Qualification Requirements for Personal Loans

Lenders look at several factors when applying for a personal loan, and each sets their own specific qualification requirements. In general, you will usually need a good credit score (670 or higher) to qualify. Lenders will also look at your income to make sure you can afford the loan repayments. If you are self-employed, you may need to provide two years of tax returns to prove that you have a consistent income history.

Related: The best personal loans of 2022

What is a car loan?

A car loan, on the other hand, is a secured loan that uses your car as collateral. This means that if you are late on payment or default, the lender can repossess your car to recoup their losses.

Since the lender is guaranteed to be paid one way or another, it is less risky for them to lend you money. And because it’s less risky, they pass those savings on to you in the form of a lower interest rate, which can save you a lot of money over the life of your loan.

Car Loan Eligibility Requirements

Just like with personal loans, each auto lender has their own qualification requirements. Since auto loans are secured, they can often be easier to obtain, especially if your credit isn’t the highest. Although we recommend a score of at least 670 for the most favorable terms, you may qualify for an auto loan with a lower score, depending on your debt-to-income ratio (DTI) and the amount of the loan. ‘deposit.

Additionally, getting a car loan can be trickier in some ways, as most lenders are only willing to lend on certain model years or vehicle types.

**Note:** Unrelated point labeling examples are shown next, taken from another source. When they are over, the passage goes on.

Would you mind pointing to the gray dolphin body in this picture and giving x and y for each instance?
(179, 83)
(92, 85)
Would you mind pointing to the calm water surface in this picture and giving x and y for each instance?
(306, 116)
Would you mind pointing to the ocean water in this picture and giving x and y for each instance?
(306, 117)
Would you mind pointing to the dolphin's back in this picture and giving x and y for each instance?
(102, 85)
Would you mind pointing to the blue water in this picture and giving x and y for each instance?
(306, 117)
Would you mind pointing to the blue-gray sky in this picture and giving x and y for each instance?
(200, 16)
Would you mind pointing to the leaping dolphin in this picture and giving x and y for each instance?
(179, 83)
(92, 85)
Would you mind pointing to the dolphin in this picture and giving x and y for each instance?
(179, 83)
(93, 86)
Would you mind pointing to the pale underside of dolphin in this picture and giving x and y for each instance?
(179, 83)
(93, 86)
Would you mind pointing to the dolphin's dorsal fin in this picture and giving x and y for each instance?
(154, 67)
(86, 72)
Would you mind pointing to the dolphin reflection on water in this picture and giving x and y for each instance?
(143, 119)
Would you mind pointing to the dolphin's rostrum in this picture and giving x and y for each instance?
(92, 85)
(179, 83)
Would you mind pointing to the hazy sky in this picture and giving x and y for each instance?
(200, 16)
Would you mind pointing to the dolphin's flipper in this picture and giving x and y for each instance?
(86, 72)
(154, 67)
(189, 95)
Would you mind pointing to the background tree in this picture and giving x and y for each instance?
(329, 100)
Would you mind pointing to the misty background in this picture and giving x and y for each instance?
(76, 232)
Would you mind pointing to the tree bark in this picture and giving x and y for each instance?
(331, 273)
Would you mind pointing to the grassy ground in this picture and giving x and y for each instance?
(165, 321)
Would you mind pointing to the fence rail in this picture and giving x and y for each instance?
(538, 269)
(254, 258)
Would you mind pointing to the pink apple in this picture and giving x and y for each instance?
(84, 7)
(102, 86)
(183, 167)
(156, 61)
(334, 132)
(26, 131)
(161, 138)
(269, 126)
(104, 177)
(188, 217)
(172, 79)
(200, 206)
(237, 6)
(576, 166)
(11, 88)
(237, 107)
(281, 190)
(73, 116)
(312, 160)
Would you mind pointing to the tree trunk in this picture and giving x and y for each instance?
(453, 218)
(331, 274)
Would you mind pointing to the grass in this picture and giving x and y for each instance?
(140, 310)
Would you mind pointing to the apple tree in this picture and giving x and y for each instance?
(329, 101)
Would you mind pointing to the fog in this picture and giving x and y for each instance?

For example, if you are financing an old car or a repairman, it may be difficult to find a car loan. However, if you are looking for a new car for your daily commute, chances are a lender will lend you the money for a car that you choose and can afford.

Advantages and Disadvantages of Using a Personal Loan Over a Car Loan

Advantages of financing a car with a personal loan

  • No deposit: The main reason to choose a personal loan to pay for a car is that you don’t need a down payment.
  • Less risk of recovery: If you default on the loan, your lender won’t repossess your car (not right away at least, they can still sue you).
  • Less restrictive: You can use a personal loan to buy any car you want as long as you can afford it.

Disadvantages of buying a car with a personal loan

  • Much more expensive: Personal loans come with higher interest rates than car loans. According to the latest average rates of the Federal Reservetwo-year personal loans are almost twice as expensive as four-year car loans (annual percentage rate (APR) of 9.65% vs. 4.95%).

Benefits of buying a car with an auto loan

  • More affordable: Auto loans are simply cheaper. If you took out a five-year, $25,000 loan using the interest rate above, you’d pay $56 less per month on a car loan and save $3,340 in interest when you pay off the car. .
  • Easier to get: You don’t usually need to have such a good credit score to get a car loan, although that certainly helps.

Disadvantages of buying a car with an auto loan

  • May not be able to borrow for all cars: Lenders have thresholds for determining the age of a car in order to finance it. It should also generally be in working order. A car loan may not work if you want to restore an old classic car.
  • Need a deposit: Most lenders will require some sort of down payment. If you haven’t saved a down payment, it can be difficult to get approved for a car loan.
  • The lender can repossess your car: You can lose your car very quickly if you are late on payment or fail to repay the loan.
  • Usually requires car insurance: When you take out a car loan, you’ll likely need to take out all-risk insurance, which can be expensive.